Watch Dogs: Legion surprised us all at E3 with a showcase of the best granny in video games, and the game’s stunning change: there isn’t a set protagonist, you can be pretty much anyone that you see in the game. I say pretty much anyone because surely there are some baddies that don’t want to rise up, and if you could play the big bad boss, surely you could end the tyranny with a few calls? Regardless, I digress.
Gamasutra got to speak with creative director Clint Hocking about the game’s systems and what was required to make it all work. It took all teams working together from a central point.
“When we first had the idea that you’d be able to play as anyone in the game, we had to of course bring in a bunch of major stakeholders, you know the lead animators, the lead programmers, the lead sort of engine architects…the lead audio guys, sound guys, and the lead writers and start talking about you know, breaking the problem down.”

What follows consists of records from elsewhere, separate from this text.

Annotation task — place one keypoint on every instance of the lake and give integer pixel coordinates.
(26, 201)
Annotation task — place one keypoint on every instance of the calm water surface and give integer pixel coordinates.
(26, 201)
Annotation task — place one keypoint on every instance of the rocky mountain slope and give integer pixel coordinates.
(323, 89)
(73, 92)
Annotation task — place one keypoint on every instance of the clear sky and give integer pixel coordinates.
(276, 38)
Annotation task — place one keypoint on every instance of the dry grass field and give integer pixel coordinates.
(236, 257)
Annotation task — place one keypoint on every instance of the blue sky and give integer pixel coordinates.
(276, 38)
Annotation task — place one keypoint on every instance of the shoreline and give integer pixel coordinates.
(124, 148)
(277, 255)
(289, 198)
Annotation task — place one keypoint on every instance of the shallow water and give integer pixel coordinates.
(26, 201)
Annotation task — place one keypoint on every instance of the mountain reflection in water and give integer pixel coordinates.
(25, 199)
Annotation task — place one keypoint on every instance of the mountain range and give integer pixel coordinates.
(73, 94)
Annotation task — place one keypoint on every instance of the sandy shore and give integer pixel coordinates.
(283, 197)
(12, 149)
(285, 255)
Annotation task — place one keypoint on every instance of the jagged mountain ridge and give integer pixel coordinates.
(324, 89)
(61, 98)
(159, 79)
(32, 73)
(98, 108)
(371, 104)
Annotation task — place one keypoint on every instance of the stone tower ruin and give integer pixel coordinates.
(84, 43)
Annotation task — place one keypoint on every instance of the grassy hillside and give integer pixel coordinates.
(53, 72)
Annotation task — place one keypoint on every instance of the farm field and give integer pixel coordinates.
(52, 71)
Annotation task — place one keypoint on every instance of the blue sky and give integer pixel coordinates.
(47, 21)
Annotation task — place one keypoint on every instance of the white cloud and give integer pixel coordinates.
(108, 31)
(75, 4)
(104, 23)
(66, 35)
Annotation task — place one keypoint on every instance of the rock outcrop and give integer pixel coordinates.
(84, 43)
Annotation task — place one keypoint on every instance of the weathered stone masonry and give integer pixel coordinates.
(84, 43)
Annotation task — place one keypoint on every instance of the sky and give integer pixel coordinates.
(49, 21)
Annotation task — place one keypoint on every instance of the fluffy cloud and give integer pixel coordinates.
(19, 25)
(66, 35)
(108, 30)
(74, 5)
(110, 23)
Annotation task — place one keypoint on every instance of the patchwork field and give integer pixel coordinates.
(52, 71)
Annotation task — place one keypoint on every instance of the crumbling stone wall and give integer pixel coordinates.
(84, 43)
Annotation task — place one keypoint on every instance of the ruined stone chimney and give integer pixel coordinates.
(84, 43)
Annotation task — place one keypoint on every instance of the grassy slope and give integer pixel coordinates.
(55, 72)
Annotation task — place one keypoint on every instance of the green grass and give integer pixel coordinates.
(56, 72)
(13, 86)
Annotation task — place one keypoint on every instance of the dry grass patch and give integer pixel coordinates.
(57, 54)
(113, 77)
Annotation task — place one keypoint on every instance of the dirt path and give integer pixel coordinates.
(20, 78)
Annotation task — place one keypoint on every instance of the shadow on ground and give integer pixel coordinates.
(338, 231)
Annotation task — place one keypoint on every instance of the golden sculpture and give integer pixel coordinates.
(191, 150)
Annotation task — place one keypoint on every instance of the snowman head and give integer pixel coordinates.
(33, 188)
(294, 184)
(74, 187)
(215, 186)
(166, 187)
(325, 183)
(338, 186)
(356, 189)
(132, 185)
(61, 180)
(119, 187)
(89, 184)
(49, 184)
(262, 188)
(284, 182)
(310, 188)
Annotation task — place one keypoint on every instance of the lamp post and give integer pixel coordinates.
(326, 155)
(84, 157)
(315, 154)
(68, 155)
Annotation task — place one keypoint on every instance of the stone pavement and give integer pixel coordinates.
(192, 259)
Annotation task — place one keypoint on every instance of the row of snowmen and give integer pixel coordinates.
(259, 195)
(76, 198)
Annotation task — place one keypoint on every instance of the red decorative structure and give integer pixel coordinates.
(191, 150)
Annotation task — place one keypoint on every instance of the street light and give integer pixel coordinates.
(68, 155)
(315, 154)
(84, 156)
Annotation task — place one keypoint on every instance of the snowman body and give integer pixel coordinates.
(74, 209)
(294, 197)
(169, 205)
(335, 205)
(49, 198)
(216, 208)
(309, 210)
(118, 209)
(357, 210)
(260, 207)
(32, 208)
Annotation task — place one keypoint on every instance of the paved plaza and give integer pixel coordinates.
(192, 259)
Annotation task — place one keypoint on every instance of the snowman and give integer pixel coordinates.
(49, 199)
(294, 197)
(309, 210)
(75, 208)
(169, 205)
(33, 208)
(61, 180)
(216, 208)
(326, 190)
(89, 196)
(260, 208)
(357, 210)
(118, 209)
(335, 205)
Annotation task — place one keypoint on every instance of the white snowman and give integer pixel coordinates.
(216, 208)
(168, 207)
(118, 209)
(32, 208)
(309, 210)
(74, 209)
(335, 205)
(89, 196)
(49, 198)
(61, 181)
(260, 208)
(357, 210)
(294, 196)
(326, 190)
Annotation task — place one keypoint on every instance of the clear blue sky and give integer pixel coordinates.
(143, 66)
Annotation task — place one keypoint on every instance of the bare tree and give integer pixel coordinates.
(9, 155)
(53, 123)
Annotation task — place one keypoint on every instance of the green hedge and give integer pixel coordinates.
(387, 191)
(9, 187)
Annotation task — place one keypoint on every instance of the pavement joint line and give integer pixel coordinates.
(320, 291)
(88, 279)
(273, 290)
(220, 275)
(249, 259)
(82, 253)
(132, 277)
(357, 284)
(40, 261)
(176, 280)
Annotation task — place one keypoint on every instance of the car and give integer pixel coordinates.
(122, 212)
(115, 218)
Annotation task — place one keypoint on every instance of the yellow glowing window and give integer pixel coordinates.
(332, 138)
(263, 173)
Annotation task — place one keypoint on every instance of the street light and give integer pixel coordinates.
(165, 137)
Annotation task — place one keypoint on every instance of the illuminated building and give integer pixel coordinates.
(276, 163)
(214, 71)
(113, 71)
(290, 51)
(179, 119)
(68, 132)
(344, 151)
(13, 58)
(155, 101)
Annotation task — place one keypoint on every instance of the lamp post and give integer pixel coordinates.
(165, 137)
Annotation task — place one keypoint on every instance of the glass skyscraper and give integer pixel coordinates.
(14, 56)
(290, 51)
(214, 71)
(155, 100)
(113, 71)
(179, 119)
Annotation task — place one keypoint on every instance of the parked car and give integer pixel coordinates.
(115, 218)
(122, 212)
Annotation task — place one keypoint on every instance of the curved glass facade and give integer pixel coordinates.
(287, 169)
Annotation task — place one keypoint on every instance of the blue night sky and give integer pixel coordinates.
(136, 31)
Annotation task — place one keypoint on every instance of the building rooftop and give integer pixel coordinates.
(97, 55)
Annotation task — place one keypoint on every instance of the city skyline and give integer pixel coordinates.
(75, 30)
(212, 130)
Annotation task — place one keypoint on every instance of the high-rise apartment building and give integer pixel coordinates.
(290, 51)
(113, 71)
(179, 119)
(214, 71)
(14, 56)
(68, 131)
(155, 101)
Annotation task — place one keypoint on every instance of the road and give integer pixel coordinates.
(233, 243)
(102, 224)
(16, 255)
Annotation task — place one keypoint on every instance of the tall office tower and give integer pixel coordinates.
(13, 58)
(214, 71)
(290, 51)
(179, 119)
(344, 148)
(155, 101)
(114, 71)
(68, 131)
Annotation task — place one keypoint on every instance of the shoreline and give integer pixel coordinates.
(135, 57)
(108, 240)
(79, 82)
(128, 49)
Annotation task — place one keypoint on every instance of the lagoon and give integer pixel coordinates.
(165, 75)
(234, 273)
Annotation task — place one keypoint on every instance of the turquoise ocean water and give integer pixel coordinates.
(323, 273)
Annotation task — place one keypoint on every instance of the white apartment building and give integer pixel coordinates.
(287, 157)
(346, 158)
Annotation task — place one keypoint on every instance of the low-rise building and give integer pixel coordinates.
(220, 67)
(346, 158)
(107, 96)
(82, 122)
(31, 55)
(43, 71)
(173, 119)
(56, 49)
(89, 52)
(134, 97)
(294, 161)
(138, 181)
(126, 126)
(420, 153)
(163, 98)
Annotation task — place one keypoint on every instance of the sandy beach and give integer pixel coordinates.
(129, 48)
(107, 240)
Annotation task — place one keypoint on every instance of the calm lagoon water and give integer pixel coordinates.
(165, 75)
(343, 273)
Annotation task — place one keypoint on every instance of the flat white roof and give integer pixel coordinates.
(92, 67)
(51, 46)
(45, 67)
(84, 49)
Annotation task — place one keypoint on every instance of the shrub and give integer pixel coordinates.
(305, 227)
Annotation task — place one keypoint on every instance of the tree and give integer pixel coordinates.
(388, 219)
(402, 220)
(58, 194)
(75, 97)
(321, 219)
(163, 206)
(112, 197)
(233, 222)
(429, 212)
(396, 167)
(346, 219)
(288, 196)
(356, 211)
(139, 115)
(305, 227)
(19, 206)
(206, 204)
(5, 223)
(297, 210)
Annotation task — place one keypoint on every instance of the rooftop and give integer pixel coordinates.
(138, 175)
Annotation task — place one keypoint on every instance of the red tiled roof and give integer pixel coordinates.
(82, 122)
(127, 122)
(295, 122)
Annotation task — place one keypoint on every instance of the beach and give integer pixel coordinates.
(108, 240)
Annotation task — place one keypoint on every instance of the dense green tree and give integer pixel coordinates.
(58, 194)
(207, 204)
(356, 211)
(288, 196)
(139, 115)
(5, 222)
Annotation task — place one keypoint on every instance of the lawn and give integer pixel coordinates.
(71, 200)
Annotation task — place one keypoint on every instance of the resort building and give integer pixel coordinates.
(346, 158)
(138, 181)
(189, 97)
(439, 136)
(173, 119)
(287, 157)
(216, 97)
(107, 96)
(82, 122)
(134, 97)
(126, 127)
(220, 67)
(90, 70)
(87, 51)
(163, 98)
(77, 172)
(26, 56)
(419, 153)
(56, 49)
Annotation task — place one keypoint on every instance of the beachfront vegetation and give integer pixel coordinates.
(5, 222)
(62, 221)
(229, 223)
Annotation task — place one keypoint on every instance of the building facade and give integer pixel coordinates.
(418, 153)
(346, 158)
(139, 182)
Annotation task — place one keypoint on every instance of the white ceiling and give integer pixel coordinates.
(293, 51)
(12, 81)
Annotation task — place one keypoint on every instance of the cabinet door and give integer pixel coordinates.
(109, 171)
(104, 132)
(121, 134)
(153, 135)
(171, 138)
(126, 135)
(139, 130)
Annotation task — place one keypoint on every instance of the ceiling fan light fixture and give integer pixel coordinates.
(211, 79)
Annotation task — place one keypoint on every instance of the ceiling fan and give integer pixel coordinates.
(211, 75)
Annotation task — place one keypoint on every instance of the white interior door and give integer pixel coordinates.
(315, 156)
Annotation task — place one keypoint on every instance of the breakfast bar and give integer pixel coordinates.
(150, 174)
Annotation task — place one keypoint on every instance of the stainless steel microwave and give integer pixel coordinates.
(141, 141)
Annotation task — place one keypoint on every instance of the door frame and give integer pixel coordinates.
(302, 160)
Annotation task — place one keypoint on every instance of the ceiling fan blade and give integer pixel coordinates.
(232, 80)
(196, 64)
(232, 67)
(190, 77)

“Like how are we gonna cover all the pieces that we need to cover and make them all work together. I think the most important think that we started working on pretty early was something we call ‘census’, which is a massive relational database that lives at the heart of the simulation.”
“The most important thing about census is that it allows us to spawn NPCs in the world just like you do in many other games, but then when you profile those NPCs the relational database is able to fill in the blanks on who they are and sort of generate them in real time and then make them persistent and keep them in the world.”
Often the word emergent gets thrown around when talking about games, without showing something truly emergent. Thanks to everyone using census and the many rules that the system uses, even in the demonstrations at E3, the demo attendants had many stories to tell of completely different scenarios playing out during the demo. Hocking describes a moment from his playthrough of the game so far:
“We have that as well, but now we’re seeing emergent behaviours happening across the timeline of like a story of a character arc of someone’s life. You’ll see— just a really great example you know, one of my favourite operatives in the build that I’m currently playing the last 30-40 hours, is named Lionel Galant.
“I made him an infiltrator, he’s really cool, but I recruited him by rescuing his dad where he was being held by Albion in a cage somewhere and they were gonna disappear. I rescued his dad, and then you know Lionel levelled up and he’s one of my favourite guys and have done a bunch of great missions with him and I love him.
“And then 12 hours later I was playing a different character walking down the street and I see two people in the street that are lit up and I know them and I go “that’s Lionel, who’s that that he’s with? Oh that’s Andrew Galant, Lionel’s father. Shopping with his son, Lionel. That’s Lionel shopping with his dad, Andrew Galant.”